OUP (2018) h/b 253pp £60 (ISBN 9780198787266)

In his Introduction, G. takes us on a tour of Homeric vividness, or enargeia. He traces the scholarly trajectory on this important topic, introducing the reader to key figures Lessing, Zielinski, and Auerbach, alongside the latest scholarship such as the cognitive approaches of Jenny Strauss Clay and Elizabeth Minchin (a line of enquiry taken up most recently in J. Grethlein and L. Huitink [2017] ‘Homer’s vividness: An enactive approach’, JHS 137: 67–91). Importantly for the non-expert, this is not name-dropping, but an education. It is commonplace for the Homerist to wield terms like ‘Zielinski’s Law’* as convenient shorthand (to the uninitiated’s inconvenience)—but G. takes the time to walk us through the field and explain the various approaches to enargeia, their chronology, and how they fit together intellectually. Overall the book is very accessible: though G. tackles specialist subjects, he situates them clearly within a debate, and though there is a lot of Greek in the book there are translations provided for almost all passages (don’t be put off by the two left untranslated on page 1).

The Introduction sets the scene: a poetic tradition full of vividness, light, and sight, against which the nocturnal mission of Iliad 10 and the murky realm of Hades stand out like sore thumbs. But where Hades goes even further than the Doloneia, and where G. really concentrates his attention, is in the ‘alternative poetic realm’ (13) it provides. Being ‘the invisible one’ (popular etymology for A-idēs), ‘the Underworld poses the greatest challenge for Homer’s poetic gaze’ (14). In what follows, G. explores how that gaze shifts when it moves to the Underworld; what constitutes the alternative poetics of Hades.

Part 1 focuses on the Iliad, in particular Achilles’ dream in Book 23, in which he is visited by the shade of Patroclus.
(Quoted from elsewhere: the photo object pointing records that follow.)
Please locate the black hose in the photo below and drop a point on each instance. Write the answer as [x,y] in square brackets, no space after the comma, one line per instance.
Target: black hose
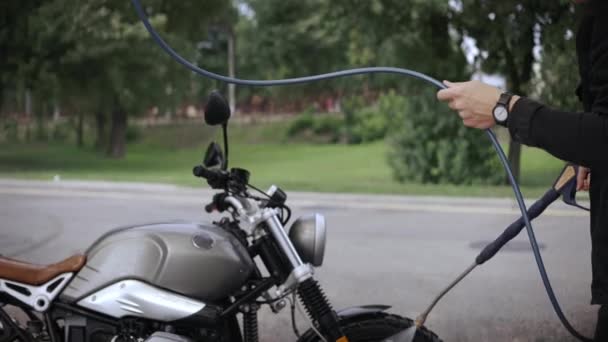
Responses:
[385,70]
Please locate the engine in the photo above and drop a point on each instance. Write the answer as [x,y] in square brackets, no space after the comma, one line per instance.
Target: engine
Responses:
[84,329]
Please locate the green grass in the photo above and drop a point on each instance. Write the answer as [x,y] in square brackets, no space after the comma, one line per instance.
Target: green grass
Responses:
[166,155]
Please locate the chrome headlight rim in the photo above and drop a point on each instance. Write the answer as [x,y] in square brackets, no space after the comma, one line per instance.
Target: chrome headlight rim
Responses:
[308,234]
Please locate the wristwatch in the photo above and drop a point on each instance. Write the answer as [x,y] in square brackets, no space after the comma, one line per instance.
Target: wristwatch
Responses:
[501,110]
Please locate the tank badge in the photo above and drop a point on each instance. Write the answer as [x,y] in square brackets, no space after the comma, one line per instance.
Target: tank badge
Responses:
[203,241]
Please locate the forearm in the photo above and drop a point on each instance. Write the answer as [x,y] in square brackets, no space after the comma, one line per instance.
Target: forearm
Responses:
[581,138]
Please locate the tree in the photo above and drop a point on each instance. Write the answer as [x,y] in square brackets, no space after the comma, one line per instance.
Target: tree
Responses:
[507,33]
[98,57]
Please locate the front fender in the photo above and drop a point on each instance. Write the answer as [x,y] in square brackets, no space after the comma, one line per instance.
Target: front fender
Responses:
[355,311]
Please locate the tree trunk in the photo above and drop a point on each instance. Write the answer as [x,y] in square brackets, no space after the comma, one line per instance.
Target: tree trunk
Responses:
[100,130]
[118,132]
[80,130]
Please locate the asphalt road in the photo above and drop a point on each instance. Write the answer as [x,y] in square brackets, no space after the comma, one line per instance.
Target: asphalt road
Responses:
[381,249]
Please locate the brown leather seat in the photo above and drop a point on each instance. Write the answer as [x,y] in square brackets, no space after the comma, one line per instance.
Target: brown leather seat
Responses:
[32,274]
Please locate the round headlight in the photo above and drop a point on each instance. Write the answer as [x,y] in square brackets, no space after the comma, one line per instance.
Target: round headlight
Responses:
[308,235]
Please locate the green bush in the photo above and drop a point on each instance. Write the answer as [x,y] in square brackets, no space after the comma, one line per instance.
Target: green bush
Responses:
[429,144]
[316,127]
[61,132]
[11,130]
[133,134]
[371,123]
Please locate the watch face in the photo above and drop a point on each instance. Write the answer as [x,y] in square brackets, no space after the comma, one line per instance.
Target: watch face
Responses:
[500,114]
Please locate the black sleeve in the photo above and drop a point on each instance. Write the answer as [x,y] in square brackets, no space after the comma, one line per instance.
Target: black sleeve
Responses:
[580,138]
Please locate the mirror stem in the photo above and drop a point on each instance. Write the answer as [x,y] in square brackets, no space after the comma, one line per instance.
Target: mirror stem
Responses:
[225,130]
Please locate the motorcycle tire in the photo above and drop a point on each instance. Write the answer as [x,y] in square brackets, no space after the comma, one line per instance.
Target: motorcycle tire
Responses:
[375,328]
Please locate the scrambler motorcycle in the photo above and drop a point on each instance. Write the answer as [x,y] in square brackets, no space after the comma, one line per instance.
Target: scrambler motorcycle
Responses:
[183,282]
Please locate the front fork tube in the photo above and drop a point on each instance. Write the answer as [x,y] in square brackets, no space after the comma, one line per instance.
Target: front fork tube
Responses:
[320,311]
In this part of the book, G. deftly weaves an argument from (relative) silence, noting that ‘despite its overwhelming presence in the narrative, either as a threat to mortals or a destination for the heroes, the Underworld remains in the background’ (15). It is only in the hybrid dream/Underworld environment created in Iliad 23 that we see glimpses of the alternative approach to the epic past that will be elaborated in the Odyssey. Hades is ‘a storehouse of tradition’ (207), of people and their stories. But which stories? In Hades, ‘what remains is a mere eidōlon, an image of the hero with a deeply personalized focus on his own past’ (208). These are the ‘untold’ stories, the (wo)man behind the hero(ine).   

Part 2 of the book focuses on the Nekyia (Odysseus’ trip to the Underworld) in Odyssey 11. Over the course of five chapters (on the meetings with Elpenor and Teiresias, the Catalogues of Heroines and Heroes, and other stories), we learn that the alternative poetic space provided by Hades is characterised by freedom of speech; by a truth as valid as that ratified by the Muses; by raw personal narratives; by intimate, emotional moments rather than grand tales of glory; by the suspension of normal social (including gender) roles; by a perspective that has affinities both with lyric poetry and ‘the subjective, emotionally intense, and self-consciously alternative poetics of Greek tragedy’ (213). Hades may be the invisible, the unseen—but through G.’s analysis we ultimately discover it to be the most revealing space of all. 

I would draw particular attention to G.’s Chapter 5, on the Catalogue of Heroines. G. argues that in relating the stories of these women, Odysseus ‘reproduces their own very partial narratives, full of personal longing and regret’ (155). Some of these stories are themselves alternative or revisionist. What G. shows is that ‘Odysseus’ visit to Hades allows new voices to be heard and old stories to be told differently’ (156). With the first English translations of both the Iliad and the Odyssey to have been written by women published in the last few years (Caroline Alexander’s Iliad 2015, Emily Wilson’s Odyssey 2017), along with a wave of ‘herstory’ novels offering alternative perspectives on Homeric women (Emily Hauser’s For the Most Beautiful 2016, Madeline Miller’s Circe 2018, Pat Barker’s The Silence of the Girls 2018), the gendering of Homeric studies and Homeric reception is shifting. G.’s chapter is crucial in showing that these points of intense female interest, these alternative female narratives, are embedded in the Homeric poems themselves.

*Zielinski’s Law, in case you were wondering, holds that when Homer narrates two simultaneous events, he does so in sequential order.